Texas guard Kerwin Roach II (12) shoots during an NCAA college basketball game against Texas-Arlington on Friday, Dec. 28, 2018, in Austin, Texas. [NICK WAGNER/AMERICAN-STATESMAN]

Men's Basketball

Roach rediscovers the paint, and the Texas men cruise past UT-Arlington 76-56

Posted December 28th, 2018

Story highlights
  • Five Longhorns scored in double figures, led by Jase Febres' 12 points.
  • Freshman Jaxson Hayes made his first career start; he has now made his last 18 shots.
  • UT-Arlington's first-year coach, Chris Ogden, is a former UT player and Rick Barnes assistant.

Kerwin Roach II says he spends a lot of time and effort working on his 3-point shot, a necessary asset for guards in contemporary basketball.

But at his best, the Texas senior uses his superior athleticism to succeed from much closer to the basket.

When the Longhorns needed a boost Friday night, Roach attacked. He scored six straight points in a span of 1:20 early in the second half to help Texas start pulling away from UT-Arlington en route to a 76-56 victory at the Erwin Center.


Texas (8-4) led by just six early in the second half against a smaller, over-matched opponent. Then Roach, who has been erratic but leads the team in scoring, made three driving shots, giving the Longhorns a 14-point lead.

“That’s who he needs to be,” Texas coach Shaka Smart said. “He’s worked a lot on his ability to make 3-point shots, but he’s always gonna be a guy who has a special ability to attack the paint.”

Texas forward Royce Hamm Jr. (5) lands on top of Texas-Arlington guard Tiandre Jackson-Young (22) while diving for the ball during an NCAA college basketball game on Friday, Dec. 28, 2018, in Austin, Texas. [NICK WAGNER/AMERICAN-STATESMAN]
Jase Febres scored 12 points, leading five Longhorns in double figures. Roach and Eli Mitrou-Long scored 11 each, while Courtney Ramey and Royce Hamm Jr. had 10 apiece.

Texas might have discovered a useful reserve. Hamm, a 6-8 sophomore forward, had played in only three games — a total of 24 minutes — this season before Friday. His 10 points and two blocks in 13 minutes were career-bests. His playing time has increased the last two games in part because former starter Jericho Sims has struggled all season.

Hamm said he tried to exercise patience during his time on the bench.

“Not listening to outside voices, just your loved ones, friends and family,” Hamm said. “Taking advice from the right people.”

Jaxson Hayes, the Longhorns’ 6-11 freshman, made his much-anticipated first start but spent chunks of the game in foul trouble. He finished with four points, four rebounds and two blocks in 16 minutes. Hayes did hit both of his shots, extending his streak to 18 in a row over the last four games.

The Longhorns were typically unimpressive on offensive, shooting 42 percent. They converted only 6-of-21 3-point attempts (28.6 percent).

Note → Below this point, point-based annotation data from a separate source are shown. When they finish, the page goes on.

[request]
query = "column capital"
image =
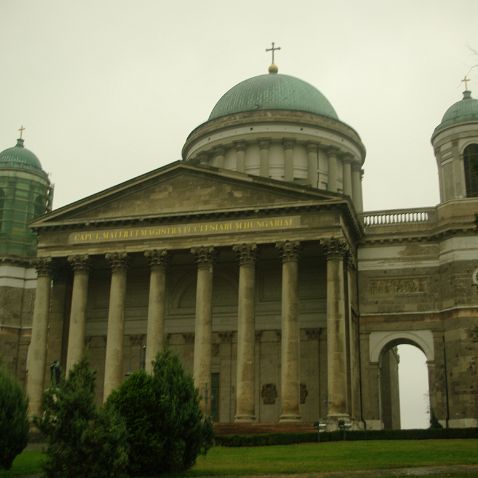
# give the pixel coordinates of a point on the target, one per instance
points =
(312, 147)
(289, 250)
(204, 255)
(288, 143)
(335, 248)
(79, 263)
(44, 266)
(219, 150)
(246, 253)
(117, 260)
(157, 257)
(240, 145)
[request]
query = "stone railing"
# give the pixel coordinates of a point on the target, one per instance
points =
(399, 216)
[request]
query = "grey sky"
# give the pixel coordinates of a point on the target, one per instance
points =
(110, 89)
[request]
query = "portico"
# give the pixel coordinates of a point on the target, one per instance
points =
(211, 287)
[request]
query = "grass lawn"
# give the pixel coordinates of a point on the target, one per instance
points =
(312, 457)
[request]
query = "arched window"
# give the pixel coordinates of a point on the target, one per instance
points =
(2, 207)
(39, 206)
(470, 156)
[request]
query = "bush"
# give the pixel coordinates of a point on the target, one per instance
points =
(13, 419)
(165, 427)
(82, 440)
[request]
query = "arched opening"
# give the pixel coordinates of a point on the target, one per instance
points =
(404, 390)
(470, 159)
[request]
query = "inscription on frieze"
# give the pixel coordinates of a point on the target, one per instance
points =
(178, 230)
(398, 286)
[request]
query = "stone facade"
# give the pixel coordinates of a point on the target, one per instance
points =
(253, 261)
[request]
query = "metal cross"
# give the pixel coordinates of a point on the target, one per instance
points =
(273, 49)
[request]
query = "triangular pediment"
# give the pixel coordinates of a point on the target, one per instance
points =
(179, 189)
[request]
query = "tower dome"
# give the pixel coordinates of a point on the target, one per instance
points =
(273, 92)
(281, 127)
(19, 157)
(462, 111)
(455, 142)
(25, 193)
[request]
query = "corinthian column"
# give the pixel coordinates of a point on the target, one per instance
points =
(115, 334)
(203, 326)
(155, 337)
(245, 333)
(37, 351)
(290, 351)
(77, 332)
(336, 250)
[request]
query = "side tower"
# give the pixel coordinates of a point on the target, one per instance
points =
(25, 193)
(455, 141)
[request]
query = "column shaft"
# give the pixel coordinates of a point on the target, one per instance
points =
(290, 339)
(156, 338)
(203, 326)
(245, 411)
(77, 332)
(313, 165)
(357, 188)
(332, 180)
(336, 336)
(289, 160)
(37, 351)
(347, 177)
(264, 165)
(115, 334)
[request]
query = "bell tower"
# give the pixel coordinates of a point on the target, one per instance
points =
(455, 142)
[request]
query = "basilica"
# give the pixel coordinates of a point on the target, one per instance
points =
(252, 258)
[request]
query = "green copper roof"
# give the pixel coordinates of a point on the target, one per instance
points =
(462, 111)
(273, 92)
(19, 157)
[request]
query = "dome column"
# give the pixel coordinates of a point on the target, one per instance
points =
(347, 178)
(264, 159)
(289, 160)
(36, 359)
(312, 160)
(290, 339)
(219, 157)
(357, 187)
(240, 156)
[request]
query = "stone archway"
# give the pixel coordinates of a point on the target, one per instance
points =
(383, 350)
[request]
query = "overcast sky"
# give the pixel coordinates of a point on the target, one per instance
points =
(110, 89)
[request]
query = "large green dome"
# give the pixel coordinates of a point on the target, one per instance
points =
(273, 92)
(19, 157)
(462, 111)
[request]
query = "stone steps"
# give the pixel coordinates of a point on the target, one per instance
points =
(262, 428)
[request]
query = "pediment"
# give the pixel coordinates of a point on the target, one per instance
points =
(183, 189)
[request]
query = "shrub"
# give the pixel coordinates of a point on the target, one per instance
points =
(82, 440)
(165, 427)
(13, 419)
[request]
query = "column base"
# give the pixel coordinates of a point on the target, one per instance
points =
(244, 419)
(338, 422)
(292, 418)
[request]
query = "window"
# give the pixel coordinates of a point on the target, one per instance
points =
(470, 157)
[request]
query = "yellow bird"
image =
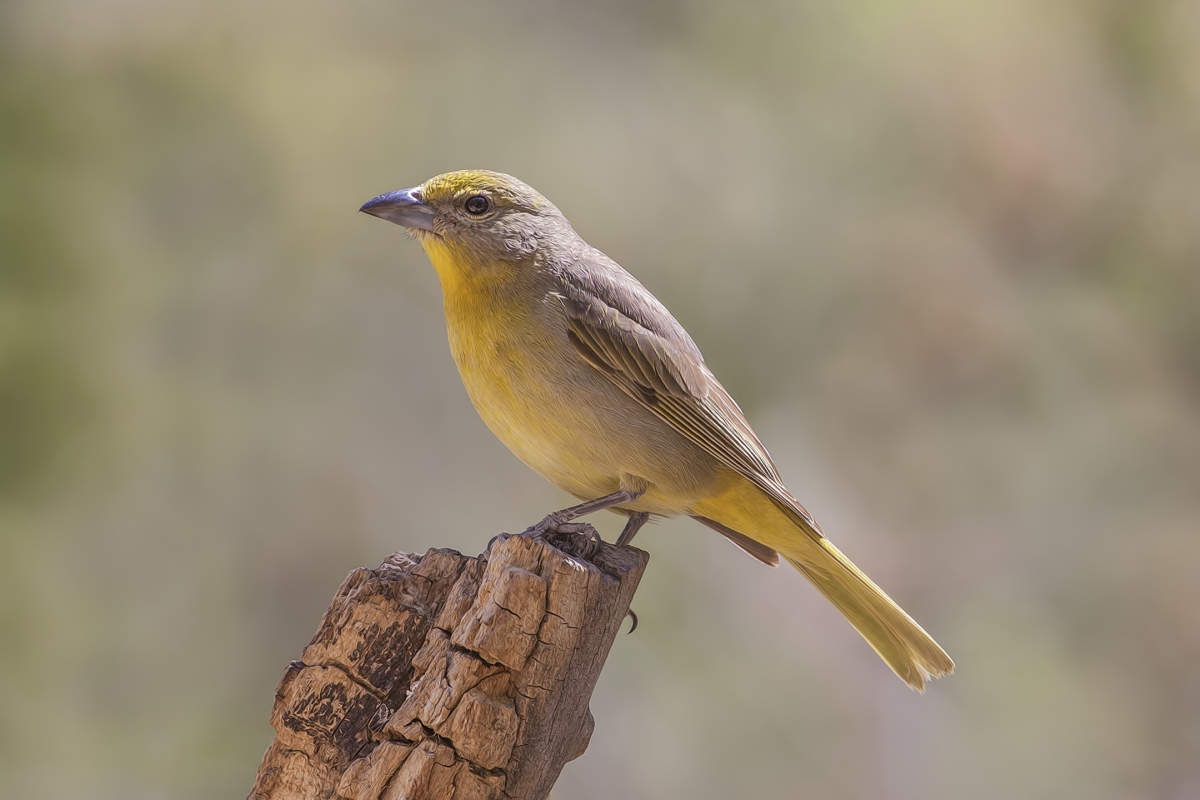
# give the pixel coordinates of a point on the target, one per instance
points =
(591, 382)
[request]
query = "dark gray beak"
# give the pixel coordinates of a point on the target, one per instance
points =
(405, 208)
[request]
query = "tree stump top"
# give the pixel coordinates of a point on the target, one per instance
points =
(447, 677)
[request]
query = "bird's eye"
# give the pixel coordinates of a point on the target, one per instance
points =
(478, 204)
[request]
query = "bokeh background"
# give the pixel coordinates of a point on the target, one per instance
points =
(947, 256)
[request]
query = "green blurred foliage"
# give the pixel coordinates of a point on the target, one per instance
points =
(946, 254)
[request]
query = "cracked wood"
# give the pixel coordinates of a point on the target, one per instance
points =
(442, 677)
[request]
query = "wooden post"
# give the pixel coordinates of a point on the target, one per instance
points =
(445, 677)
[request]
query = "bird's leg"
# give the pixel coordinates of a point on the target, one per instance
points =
(635, 524)
(557, 519)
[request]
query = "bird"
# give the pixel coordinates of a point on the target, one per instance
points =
(589, 380)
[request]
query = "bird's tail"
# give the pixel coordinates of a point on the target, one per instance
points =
(903, 644)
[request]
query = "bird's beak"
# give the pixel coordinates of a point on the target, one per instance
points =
(405, 208)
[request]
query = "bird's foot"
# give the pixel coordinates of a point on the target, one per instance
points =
(555, 523)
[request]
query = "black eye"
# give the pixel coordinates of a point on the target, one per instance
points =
(478, 204)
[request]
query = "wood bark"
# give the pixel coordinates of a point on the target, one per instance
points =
(445, 677)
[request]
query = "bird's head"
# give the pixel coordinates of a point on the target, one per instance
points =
(491, 216)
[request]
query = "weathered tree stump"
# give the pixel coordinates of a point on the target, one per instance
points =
(445, 677)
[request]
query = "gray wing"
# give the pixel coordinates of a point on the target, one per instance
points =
(618, 328)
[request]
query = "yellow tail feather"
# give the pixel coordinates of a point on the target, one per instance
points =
(745, 509)
(901, 643)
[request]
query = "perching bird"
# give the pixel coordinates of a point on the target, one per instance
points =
(591, 382)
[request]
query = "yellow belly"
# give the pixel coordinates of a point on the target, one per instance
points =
(559, 415)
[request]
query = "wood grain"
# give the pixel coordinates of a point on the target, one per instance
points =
(443, 677)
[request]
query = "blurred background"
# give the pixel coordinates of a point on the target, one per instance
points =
(946, 254)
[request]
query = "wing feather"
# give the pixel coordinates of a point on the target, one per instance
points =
(673, 383)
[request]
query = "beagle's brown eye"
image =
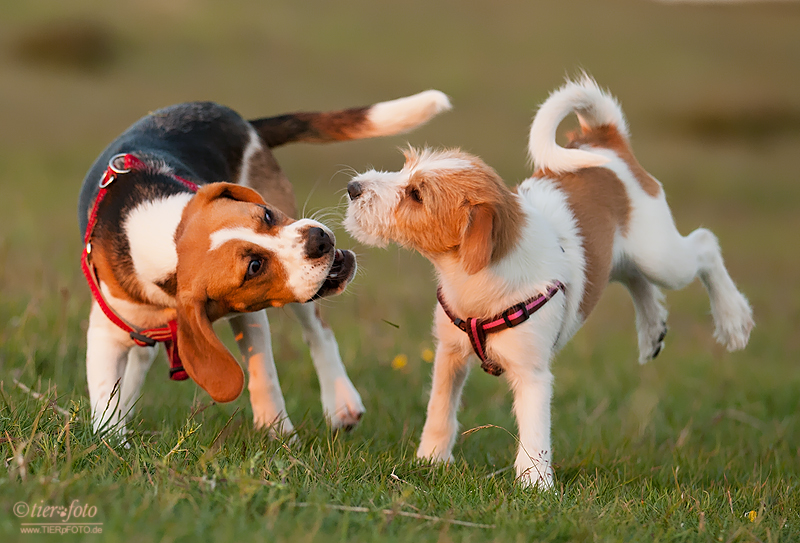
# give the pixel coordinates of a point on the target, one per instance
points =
(254, 267)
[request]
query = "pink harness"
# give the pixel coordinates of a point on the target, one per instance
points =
(167, 334)
(477, 329)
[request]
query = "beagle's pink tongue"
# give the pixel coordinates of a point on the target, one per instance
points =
(342, 270)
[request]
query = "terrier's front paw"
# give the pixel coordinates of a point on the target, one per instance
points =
(430, 453)
(734, 321)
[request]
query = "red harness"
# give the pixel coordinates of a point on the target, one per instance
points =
(167, 334)
(477, 329)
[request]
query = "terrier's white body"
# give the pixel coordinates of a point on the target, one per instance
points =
(590, 214)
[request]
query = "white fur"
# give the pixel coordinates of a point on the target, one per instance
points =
(403, 114)
(594, 108)
(651, 252)
(116, 366)
(150, 229)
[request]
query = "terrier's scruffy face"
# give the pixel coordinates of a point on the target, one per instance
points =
(440, 203)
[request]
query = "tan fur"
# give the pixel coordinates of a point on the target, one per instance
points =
(609, 137)
(205, 293)
(600, 205)
(470, 211)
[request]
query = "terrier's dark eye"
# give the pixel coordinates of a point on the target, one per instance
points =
(254, 267)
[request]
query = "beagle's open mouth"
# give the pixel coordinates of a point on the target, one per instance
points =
(341, 272)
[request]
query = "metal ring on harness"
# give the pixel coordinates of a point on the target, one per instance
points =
(114, 169)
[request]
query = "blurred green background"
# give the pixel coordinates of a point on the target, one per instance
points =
(711, 96)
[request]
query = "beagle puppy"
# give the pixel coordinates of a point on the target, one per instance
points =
(520, 270)
(186, 220)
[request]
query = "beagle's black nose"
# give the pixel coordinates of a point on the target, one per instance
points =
(354, 189)
(318, 242)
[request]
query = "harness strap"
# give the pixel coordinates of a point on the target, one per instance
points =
(167, 334)
(477, 329)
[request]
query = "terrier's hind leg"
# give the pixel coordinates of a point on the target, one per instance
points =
(673, 261)
(651, 316)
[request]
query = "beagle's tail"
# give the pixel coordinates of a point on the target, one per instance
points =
(594, 108)
(381, 119)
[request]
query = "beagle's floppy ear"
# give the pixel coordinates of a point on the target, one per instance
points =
(205, 358)
(477, 246)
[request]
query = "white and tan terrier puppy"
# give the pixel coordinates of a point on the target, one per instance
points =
(519, 271)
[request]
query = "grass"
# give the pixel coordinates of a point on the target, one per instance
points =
(681, 449)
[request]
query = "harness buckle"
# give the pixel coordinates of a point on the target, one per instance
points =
(112, 164)
(113, 170)
(136, 336)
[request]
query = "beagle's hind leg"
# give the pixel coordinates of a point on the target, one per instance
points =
(251, 331)
(340, 399)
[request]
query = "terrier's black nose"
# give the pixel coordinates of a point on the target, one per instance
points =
(354, 189)
(318, 242)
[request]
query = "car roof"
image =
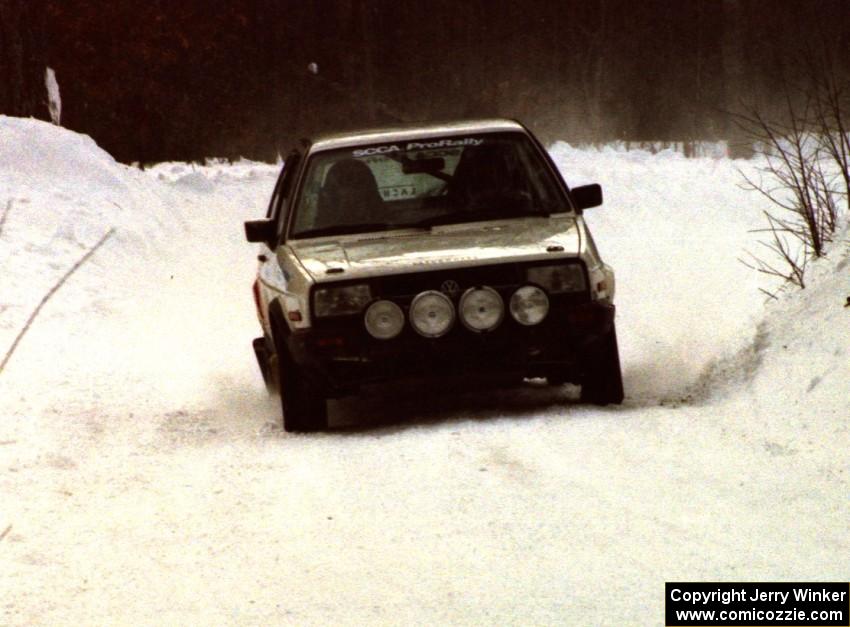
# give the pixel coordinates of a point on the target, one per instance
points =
(410, 132)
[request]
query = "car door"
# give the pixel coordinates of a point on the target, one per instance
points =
(272, 280)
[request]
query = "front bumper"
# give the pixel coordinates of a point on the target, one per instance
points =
(341, 357)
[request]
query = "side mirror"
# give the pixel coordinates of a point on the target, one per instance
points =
(259, 230)
(587, 196)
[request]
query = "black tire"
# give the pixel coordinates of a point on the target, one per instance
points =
(264, 361)
(303, 407)
(602, 383)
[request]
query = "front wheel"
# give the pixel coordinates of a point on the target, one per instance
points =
(602, 382)
(303, 406)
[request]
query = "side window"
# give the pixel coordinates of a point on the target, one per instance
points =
(274, 204)
(280, 210)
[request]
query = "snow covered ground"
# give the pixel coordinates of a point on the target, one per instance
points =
(144, 477)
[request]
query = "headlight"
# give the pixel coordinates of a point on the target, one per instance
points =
(481, 309)
(340, 301)
(559, 279)
(432, 314)
(384, 320)
(529, 305)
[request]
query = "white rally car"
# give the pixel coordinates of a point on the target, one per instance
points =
(437, 251)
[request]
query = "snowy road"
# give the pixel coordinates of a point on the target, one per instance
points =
(144, 477)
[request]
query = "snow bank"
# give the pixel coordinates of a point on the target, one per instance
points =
(673, 228)
(143, 473)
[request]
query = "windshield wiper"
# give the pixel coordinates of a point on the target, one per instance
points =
(344, 229)
(462, 216)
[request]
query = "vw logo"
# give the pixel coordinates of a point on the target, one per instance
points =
(450, 287)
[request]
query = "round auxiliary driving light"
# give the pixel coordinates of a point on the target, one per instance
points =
(481, 309)
(432, 314)
(529, 305)
(384, 320)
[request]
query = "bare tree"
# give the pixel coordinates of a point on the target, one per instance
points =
(798, 176)
(23, 58)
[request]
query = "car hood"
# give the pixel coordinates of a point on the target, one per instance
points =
(450, 246)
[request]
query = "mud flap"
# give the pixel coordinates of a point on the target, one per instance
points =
(261, 350)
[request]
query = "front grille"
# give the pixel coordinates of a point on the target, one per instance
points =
(402, 288)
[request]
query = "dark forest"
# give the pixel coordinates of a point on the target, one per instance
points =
(161, 80)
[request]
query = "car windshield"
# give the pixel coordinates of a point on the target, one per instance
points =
(425, 182)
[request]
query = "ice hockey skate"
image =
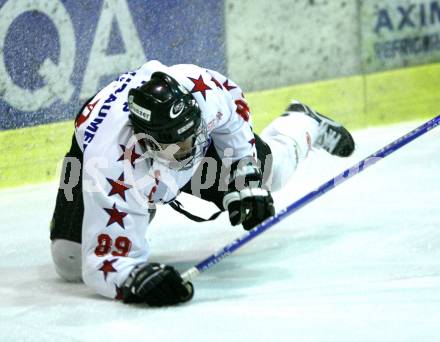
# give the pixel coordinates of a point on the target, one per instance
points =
(332, 136)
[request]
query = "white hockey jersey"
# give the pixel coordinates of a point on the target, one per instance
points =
(119, 186)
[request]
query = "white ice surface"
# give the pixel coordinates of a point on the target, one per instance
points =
(362, 263)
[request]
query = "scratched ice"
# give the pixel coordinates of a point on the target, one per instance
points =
(362, 263)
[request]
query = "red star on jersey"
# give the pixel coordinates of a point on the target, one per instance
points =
(217, 83)
(107, 267)
(119, 294)
(118, 186)
(199, 85)
(227, 86)
(115, 216)
(131, 153)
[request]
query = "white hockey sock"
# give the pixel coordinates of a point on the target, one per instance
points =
(290, 139)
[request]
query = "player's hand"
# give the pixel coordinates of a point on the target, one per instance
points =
(246, 202)
(157, 285)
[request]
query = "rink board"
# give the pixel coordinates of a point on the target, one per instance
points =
(32, 155)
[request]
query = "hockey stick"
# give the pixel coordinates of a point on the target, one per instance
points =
(362, 165)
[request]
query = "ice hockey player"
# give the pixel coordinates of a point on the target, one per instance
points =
(145, 138)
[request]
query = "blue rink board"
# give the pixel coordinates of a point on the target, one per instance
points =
(190, 31)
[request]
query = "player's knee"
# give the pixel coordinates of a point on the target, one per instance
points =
(66, 256)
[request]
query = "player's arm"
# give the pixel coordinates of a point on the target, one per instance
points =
(246, 201)
(115, 251)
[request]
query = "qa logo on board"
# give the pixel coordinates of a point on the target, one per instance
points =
(44, 67)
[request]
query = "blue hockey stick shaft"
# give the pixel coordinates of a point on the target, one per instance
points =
(347, 174)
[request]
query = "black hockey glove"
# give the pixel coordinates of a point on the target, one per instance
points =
(157, 285)
(246, 202)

On one Texas possession early in the second half, 6-9 forward Dylan Osetkowski missed three layups, each time retrieving the rebound. His fourth attempt was blocked by Andres Ibarguen, UT-Arlington’s tallest starter at 6-5.

But the Longhorns did succeed in an area that sometimes enables them to compensate for insufficient offense. Smart said a critical component to winning was deflections on defense. He said after the game, before watching the tape, that he thought the Longhorns had 33 deflections on defense, one more than their regular goal.

“If we get 30 or more, it’s amazing, we average scoring about 20 more points than in games when we are in the 20s,” Smart said. “You might say, ‘what does that have to do with the ball going in?’ But it’s about our juice level, our energy level. When we are able to impact the game on the defensive end, it helps us score.”

Said Mitrou-Long, “I think that’s the one thing we came out and did. We focused on the defensive side more than our offense.”

Edric Dennis led UT-Arlington (4-9) with a season-best 23 points and had eight rebounds. He made six 3-point baskets. Brian Warren scored 12.

First-year coach Chris Ogden, the former Longhorns forward and assistant to Rick Barnes, has a team that lost its top nine scorers from last season.

“We fought them for awhile, but the early part of the second half they stretched on us and beat us to a couple of loose balls, knocked down some shots,” Ogden said. “They separated and it was hard to get it back.”